- [FEATURE] Restore BackingImage for BackupVolume in a new cluster [#4165](https://github.com/longhorn/longhorn/issues/4165)
## Motivation
### Goals
- When a Volume with a BackingImage being backed up, the BackingImage will also be backed up.
- User can manually back up the BackingImage.
- When restoring a Volume with a BackingImage, the BackingImage will also be restored.
- User can manually restore the BackingImage.
- All BackingImages are backed up in blocks.
- If the block contains the same data, BackingImages will reuse the same block in backup store instead of uploading another identical one.
## Proposal
### User Stories
With this feature, there is no need for user to manually handle BackingImage across cluster when backing up and restoring the Volumes with BackingImages.
### User Experience In Detail
Before this feature:
The BackingImage will not be backed up automatically when backing up a Volume with the BackingImage.
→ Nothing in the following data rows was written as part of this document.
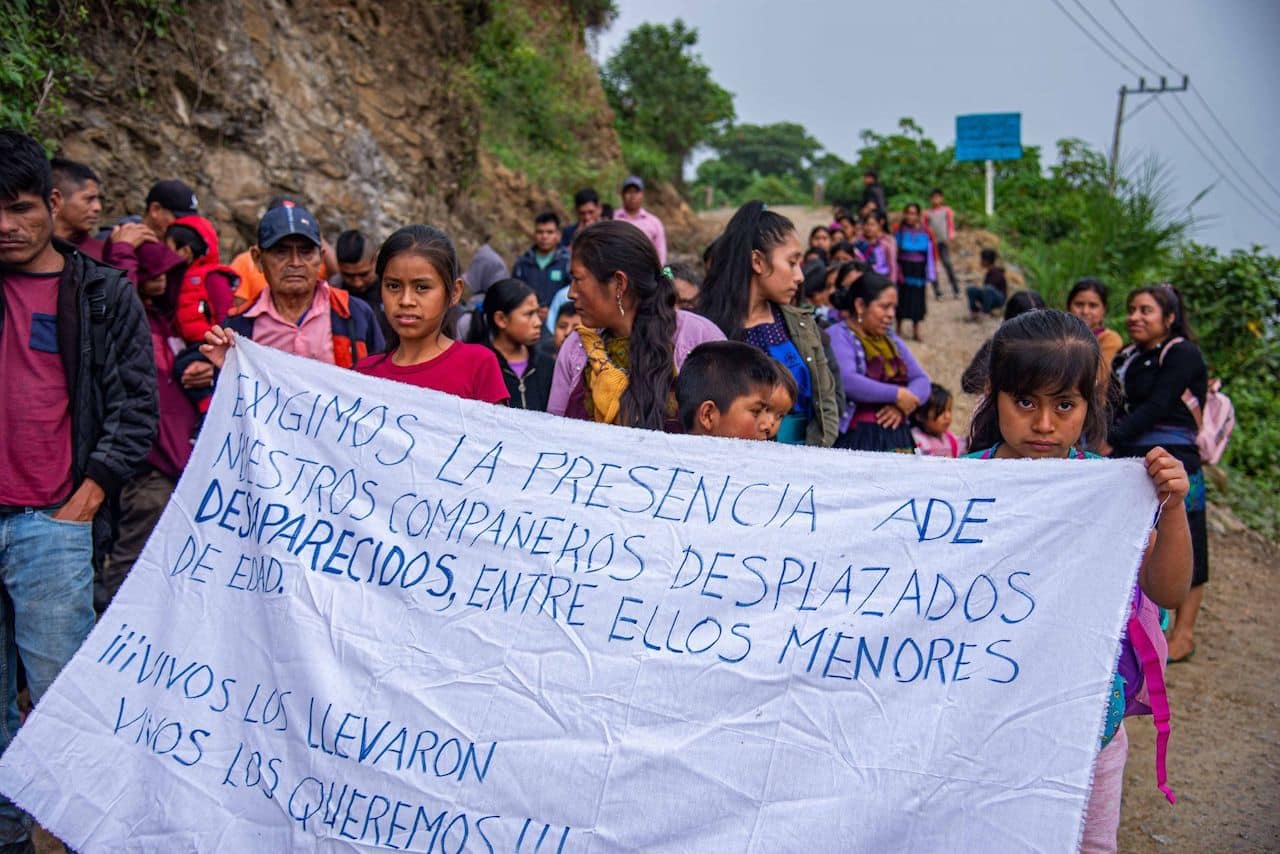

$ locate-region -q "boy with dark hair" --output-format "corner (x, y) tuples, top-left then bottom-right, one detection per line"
(0, 131), (156, 850)
(164, 214), (239, 348)
(965, 248), (1009, 323)
(858, 169), (888, 213)
(49, 157), (106, 261)
(676, 341), (778, 440)
(511, 210), (570, 311)
(561, 187), (600, 248)
(924, 187), (960, 300)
So the user needs to prepare the BackingImage again in another cluster before restoring the Volume back.
After this feature:
A BackingImage will be backed up automatically when a Volume with the BackingImage is being backed up. User can also manually back up a BackingImage independently.
Then, when the Volume with the BackingImage is being restored from backup store, Longhorn will restore the BackingImage at the same time automatically. User can also manually restore the BackingImage independently.
This improve the user experience and reduce the operation overhead.
## Design
### Implementation Overview
#### Backup BackingImage - BackupStore
- Backup `BackingImage` is not the same as backup `Volume` which consists of a series of `Snapshots`. Instead, a `BackingImage` already has all the blocks we need to backup. Therefore, we don't need to find the delta between two `BackingImages` like what we do for`Snapshots` which delta might exist in other `Snapshots` between the current `Snapshot` and the last backup `Snapshot`.
- All the `BackingImages` share the same block pools in backup store, so we can reuse the blocks to increase the backup speed and save the space. This can happen when user create v1 `BackingImage`, use the image to add more data and then export another v2 `BackingImage`.
- For restoration, we still restore fully on one of the ready disk.
- Different from `Volume` backup, `BackingImage` does not have any size limit. It can be less than 2MB or not a multiple of 2MB. Thus, the last block might not be 2MB.
- When backing up `BackingImage`
1.`preload()`: the BackingImage to get the all the sectors that have data inside.
2.`createBackupBackingMapping()`: to get all the blocks we need to backup
- Block: offset + size (2MB for each block, last block might less than 2MB)
3.`backupMappings()`: write the block to the backup store
- if the block is already in the backup store, skip it.
4.`saveBackupBacking()`: save the metadata of the `BackupBackingImage` including the block mapping to the backup store. Mapping needs to include block size.
- When restoring `BackingImage`
-`loadBackupBacking()`: load the metadata of the `BackupBackingImage` from the backup store
- Field `Spec.ManagerAddress` indicates the address of the backing-image-manager running BackingImage backup.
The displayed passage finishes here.